2. Electrolytic refining of metals.
Impure metals can be purified by electrolysis. In an electrolytic cell the anode is made from the crude metal needing to be purified, the cathode from the purified metal. The electrode potential is selected to ensure the very selective reduction of the metal at the cathode.
During the transfer of the metal from the impure metal of the positively charged anode to the negatively charged cathode the impurities remain behind in the electrolyte solution. The electrolyte is chosen according to which element is to be purified. For Cu, Ag, Au and Pt, aqueous solutions are used, whereas for Na, Mg, Ca and Al molten salts are employed.
Illustration R20 illustrates the electrolytic refining of copper. Impure copper is the anode, pure copper the cathode and an aqueous mixture of sulphuric acid and copper sulphate is the electrolyte. The electrode potential is carefully selected so that only copper is reduced at the cathode.

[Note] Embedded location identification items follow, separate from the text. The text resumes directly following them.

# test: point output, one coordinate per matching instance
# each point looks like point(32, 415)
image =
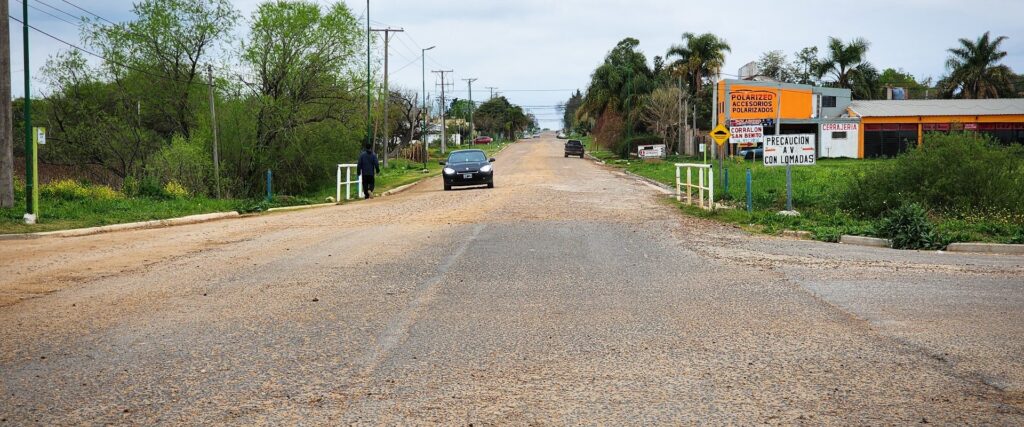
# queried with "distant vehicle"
point(753, 154)
point(468, 167)
point(573, 147)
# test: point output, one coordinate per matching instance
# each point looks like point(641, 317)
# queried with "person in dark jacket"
point(367, 167)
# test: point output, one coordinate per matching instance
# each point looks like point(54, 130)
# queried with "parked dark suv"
point(573, 147)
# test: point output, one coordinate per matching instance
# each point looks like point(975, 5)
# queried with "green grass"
point(815, 195)
point(78, 212)
point(64, 214)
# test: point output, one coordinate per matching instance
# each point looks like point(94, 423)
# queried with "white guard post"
point(348, 181)
point(702, 172)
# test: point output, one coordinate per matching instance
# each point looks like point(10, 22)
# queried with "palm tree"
point(699, 57)
point(975, 72)
point(844, 61)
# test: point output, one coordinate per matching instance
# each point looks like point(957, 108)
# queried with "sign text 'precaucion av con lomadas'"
point(795, 150)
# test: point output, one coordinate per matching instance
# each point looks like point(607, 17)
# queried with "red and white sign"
point(839, 127)
point(747, 135)
point(790, 150)
point(651, 152)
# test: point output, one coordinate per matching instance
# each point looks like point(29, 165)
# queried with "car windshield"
point(467, 157)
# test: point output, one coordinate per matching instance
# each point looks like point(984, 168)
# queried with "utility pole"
point(387, 92)
point(443, 125)
point(423, 127)
point(369, 82)
point(472, 127)
point(6, 125)
point(31, 191)
point(213, 127)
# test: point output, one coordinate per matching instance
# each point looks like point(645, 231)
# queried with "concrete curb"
point(301, 207)
point(986, 248)
point(864, 241)
point(192, 219)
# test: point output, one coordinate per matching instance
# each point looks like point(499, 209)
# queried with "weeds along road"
point(567, 295)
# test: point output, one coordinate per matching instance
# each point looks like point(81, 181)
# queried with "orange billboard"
point(759, 102)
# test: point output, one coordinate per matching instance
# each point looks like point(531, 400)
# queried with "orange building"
point(890, 127)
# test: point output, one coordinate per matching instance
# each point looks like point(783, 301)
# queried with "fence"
point(704, 175)
point(348, 181)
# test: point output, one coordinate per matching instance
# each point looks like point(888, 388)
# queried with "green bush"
point(185, 162)
point(908, 227)
point(175, 190)
point(73, 190)
point(953, 174)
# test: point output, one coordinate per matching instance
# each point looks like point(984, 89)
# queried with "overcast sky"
point(525, 46)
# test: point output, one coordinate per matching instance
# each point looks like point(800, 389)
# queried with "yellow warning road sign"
point(720, 134)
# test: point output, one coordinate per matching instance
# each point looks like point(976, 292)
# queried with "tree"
point(621, 82)
point(700, 57)
point(975, 72)
point(168, 42)
point(303, 59)
point(844, 61)
point(660, 112)
point(570, 107)
point(805, 66)
point(773, 63)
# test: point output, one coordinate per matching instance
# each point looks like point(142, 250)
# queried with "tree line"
point(289, 91)
point(632, 100)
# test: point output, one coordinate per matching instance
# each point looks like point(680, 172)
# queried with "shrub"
point(70, 189)
point(957, 173)
point(908, 227)
point(185, 162)
point(175, 190)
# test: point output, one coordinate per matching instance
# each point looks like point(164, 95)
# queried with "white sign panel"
point(651, 152)
point(747, 135)
point(790, 150)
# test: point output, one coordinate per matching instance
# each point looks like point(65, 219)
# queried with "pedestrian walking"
point(367, 167)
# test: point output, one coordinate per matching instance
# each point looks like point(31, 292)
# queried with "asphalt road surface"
point(570, 294)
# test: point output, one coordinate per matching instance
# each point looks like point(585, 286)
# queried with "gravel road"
point(570, 294)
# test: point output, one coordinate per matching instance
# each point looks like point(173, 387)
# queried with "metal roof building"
point(891, 127)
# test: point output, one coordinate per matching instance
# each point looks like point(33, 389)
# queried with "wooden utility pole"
point(6, 125)
point(387, 92)
point(443, 125)
point(213, 127)
point(472, 128)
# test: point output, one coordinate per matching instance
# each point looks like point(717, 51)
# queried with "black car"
point(468, 167)
point(573, 147)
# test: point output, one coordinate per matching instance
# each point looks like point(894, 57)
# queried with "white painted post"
point(679, 197)
point(700, 188)
point(689, 186)
point(348, 183)
point(711, 190)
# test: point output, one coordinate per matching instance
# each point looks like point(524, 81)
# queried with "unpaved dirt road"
point(569, 294)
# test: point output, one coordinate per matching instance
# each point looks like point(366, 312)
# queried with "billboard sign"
point(795, 150)
point(747, 135)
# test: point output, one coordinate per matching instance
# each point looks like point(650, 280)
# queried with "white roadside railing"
point(704, 175)
point(348, 182)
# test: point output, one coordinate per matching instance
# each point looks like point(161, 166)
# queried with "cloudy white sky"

This is the most important method of copper purification, producing 100,000 tons of purified Cu per year. It is based on the following considerations:

  • Ag, Au and Pt, all precious metals, have a lower reduction potential than Cu. They are not oxidised to ions at the anode. As the copper ions are formed, the anode crumbles away allowing the precious metal impurities to fall as sludge to the bottom of the cell.
  • Sn, Bi and Sb have a larger reduction potential than Cu. They are therefore oxidised at the anode but their ions react with the electrolyte to form insoluble oxides and hydroxides. These are also deposited in the sludge.
  • Pb is also oxidised, but forms insoluble PbSO4, which again sinks into the sludge.
  • Fe, Ni, Co and Sn are oxidised at the anode, but remain as ions in the electrolyte. This is a consequence of the careful choice of electrode potential, which ensures that only the copper ions are reduced at the cathode, the other metal ions needing a higher electrode potential to be reduced.

Electrolytic methods are also used to recover the precious metals from the anodic sludge.